WCP6074

Letter (WCP6074.7024)

[1]1

From the Assistant CURATOR, PITT RIVERS MUSEUM

UNIVERSITY OF OXFORD

15. January 1948.

Dear Mr. Wallace,

Mr. Penniman2 has shown me your interesting letter of 12 January, giving information about the objects which you are kindly giving us. I noted with interest the details you gave, and especially the local story of arrowhead chipping, by means of heating and touching with a wet feather. Sir Francis Knowles3, whom I consulted, tells me that this story reached him from several sources, when he was out there many years ago. But it seems very difficult to obtain a first hand account of the method.

[2]

Your parcel arrived safely today, and has been unpacked. The objects are being entered, and your notes on them are most useful. What magnificent work in obsidian4, they contrived to produce! In some ways, I feel, the best stone-technique ever mastered.

Once again, please accept our warm thanks for your gifts, so well documented, and also for the off-print describing the obsidian tools —

With best wishes | Yours sincerely | J. S. P. Bradford. [signature]

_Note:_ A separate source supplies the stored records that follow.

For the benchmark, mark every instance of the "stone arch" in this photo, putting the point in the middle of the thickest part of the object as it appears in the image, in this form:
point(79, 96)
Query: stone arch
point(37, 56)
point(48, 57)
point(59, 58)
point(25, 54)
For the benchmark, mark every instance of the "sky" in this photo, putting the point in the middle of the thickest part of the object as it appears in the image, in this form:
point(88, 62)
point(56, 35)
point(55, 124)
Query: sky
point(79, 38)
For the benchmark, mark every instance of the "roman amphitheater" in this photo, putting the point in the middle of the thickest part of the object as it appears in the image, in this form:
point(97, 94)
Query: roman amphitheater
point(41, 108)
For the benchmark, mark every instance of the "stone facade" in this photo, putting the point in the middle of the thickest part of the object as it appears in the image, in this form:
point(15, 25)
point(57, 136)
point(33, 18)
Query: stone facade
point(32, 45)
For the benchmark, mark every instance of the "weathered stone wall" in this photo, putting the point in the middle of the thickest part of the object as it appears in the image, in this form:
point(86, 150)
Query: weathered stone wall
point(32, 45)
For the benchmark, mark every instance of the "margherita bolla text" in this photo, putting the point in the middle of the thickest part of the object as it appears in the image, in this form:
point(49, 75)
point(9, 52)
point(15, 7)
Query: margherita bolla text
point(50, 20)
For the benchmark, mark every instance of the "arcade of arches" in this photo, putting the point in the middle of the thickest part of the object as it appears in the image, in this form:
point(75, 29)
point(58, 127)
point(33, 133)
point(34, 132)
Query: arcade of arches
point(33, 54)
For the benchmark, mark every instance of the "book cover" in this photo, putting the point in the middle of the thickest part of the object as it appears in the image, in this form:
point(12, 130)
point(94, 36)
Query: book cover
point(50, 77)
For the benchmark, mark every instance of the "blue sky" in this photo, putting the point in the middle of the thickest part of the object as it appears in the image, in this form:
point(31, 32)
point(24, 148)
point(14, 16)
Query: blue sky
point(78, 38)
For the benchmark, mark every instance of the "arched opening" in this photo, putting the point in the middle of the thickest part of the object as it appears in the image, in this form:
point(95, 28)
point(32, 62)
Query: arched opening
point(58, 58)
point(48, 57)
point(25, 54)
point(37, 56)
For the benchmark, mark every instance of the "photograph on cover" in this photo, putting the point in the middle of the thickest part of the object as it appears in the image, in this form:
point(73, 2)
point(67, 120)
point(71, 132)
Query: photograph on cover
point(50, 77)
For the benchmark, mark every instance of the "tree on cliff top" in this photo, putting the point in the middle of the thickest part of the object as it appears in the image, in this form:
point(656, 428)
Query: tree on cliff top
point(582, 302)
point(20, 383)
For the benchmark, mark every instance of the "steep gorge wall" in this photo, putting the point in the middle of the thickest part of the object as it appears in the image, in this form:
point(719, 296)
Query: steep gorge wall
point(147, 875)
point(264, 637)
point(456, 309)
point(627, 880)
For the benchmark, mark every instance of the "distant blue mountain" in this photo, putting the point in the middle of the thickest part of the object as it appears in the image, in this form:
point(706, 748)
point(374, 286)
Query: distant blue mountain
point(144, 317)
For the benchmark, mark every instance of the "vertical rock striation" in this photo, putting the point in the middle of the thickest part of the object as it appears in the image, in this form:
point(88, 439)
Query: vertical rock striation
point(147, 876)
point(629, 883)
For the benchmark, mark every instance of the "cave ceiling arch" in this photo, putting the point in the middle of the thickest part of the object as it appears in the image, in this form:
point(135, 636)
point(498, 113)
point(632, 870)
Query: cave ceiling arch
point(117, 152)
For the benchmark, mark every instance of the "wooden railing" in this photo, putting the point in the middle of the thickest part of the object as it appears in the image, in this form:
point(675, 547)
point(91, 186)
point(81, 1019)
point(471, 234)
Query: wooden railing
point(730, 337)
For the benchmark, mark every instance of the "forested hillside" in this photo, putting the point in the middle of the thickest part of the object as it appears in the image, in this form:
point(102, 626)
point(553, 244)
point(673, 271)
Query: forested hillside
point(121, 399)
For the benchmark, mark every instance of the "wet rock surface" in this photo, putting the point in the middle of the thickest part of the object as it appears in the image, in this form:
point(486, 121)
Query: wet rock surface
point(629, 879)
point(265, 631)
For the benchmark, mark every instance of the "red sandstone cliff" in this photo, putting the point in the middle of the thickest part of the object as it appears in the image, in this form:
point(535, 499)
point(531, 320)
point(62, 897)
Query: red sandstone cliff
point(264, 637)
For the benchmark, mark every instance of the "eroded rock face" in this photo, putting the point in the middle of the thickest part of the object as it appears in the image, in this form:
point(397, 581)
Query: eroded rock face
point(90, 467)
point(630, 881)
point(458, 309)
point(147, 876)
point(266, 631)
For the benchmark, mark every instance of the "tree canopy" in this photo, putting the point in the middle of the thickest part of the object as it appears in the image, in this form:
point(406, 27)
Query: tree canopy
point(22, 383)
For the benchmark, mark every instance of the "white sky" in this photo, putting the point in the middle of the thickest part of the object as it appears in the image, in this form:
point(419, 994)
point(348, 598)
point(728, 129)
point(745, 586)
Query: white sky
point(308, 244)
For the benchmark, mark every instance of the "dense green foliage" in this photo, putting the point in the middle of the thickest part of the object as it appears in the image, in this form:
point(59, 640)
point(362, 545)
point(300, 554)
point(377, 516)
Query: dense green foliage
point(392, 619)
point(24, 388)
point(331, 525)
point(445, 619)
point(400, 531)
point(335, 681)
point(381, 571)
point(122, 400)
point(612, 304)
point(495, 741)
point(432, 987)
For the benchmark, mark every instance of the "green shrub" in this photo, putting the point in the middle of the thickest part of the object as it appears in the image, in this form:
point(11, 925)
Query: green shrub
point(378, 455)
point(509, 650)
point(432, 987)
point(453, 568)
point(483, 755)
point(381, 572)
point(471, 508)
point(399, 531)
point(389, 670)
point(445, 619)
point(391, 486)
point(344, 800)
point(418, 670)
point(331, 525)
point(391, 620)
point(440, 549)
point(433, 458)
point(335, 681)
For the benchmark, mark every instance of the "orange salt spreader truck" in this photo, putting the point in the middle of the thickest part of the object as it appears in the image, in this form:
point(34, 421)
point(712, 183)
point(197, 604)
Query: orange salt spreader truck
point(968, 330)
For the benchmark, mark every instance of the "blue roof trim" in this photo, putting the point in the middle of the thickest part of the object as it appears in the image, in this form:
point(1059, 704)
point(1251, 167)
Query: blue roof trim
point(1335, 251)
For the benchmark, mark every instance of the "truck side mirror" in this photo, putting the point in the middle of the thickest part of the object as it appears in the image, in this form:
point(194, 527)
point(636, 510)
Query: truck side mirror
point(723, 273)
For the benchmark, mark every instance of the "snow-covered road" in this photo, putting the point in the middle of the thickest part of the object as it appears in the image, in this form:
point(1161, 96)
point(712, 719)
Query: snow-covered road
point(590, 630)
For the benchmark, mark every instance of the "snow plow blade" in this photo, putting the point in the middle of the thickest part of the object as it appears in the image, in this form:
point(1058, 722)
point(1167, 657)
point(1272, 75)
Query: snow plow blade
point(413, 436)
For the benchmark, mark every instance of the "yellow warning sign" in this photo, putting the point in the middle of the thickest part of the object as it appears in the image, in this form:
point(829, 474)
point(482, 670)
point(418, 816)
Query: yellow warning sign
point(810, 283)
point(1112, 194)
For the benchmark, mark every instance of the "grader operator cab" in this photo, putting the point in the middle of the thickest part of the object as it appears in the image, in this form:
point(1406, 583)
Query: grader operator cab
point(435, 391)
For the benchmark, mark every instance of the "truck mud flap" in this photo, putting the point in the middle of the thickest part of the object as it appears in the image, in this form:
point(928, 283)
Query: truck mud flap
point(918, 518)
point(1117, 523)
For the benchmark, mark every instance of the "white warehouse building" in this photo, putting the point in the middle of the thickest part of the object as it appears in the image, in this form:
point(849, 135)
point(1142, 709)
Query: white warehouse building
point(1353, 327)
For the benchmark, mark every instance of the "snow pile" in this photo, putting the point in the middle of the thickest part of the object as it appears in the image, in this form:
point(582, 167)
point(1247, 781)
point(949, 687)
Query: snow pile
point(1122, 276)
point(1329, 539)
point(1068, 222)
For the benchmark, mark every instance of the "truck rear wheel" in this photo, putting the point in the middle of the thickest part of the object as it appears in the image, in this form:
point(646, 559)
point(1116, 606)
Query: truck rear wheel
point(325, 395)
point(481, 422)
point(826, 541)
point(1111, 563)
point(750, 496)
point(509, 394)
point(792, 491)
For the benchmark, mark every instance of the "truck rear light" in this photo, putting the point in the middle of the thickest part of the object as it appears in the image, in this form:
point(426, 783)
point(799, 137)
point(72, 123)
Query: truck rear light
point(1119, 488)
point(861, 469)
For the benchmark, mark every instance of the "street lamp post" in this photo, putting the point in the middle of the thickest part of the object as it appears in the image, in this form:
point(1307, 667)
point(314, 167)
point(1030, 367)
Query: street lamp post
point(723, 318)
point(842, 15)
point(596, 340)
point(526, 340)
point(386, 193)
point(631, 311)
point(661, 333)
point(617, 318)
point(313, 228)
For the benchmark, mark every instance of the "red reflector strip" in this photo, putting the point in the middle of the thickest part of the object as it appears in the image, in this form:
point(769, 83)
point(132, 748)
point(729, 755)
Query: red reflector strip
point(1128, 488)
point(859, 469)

This relates to the arrow points, scrapers &c which I collected in Colorado, Idaho, New Mexico &c 1898-1900

W[illiam]. G[reenell]. W[allace].5

The page is numbered [WP16/2/51] in pencil in the top RH corner.
Penniman, Thomas Kenneth (1895-1977) American-born naturalised British anthropologist. He was Director (or Curator as it was then known) of the Pitt Rivers Museum in Oxford 1939-1963.
Knowles, Francis Howe Seymour, 5th Baronet (1886-1953) English anthropologist. At the Pitt Rivers Museum he studied methods used by Stone Age peoples in making their tools and weapons and developed skills in the manufacture of stone tools for experimental archaeology. His book The Stone-Worker’s Progress (1953) summarized this research.
Glass-like mineral produced when lava extruded from a volcano cools rapidly with minimum crystal growth. It is hard and brittle, fracturing with very sharp edges, which were used in the past in cutting and piercing tools.
Annotation in ink in the hand of the recipient, written across the top margin of the page.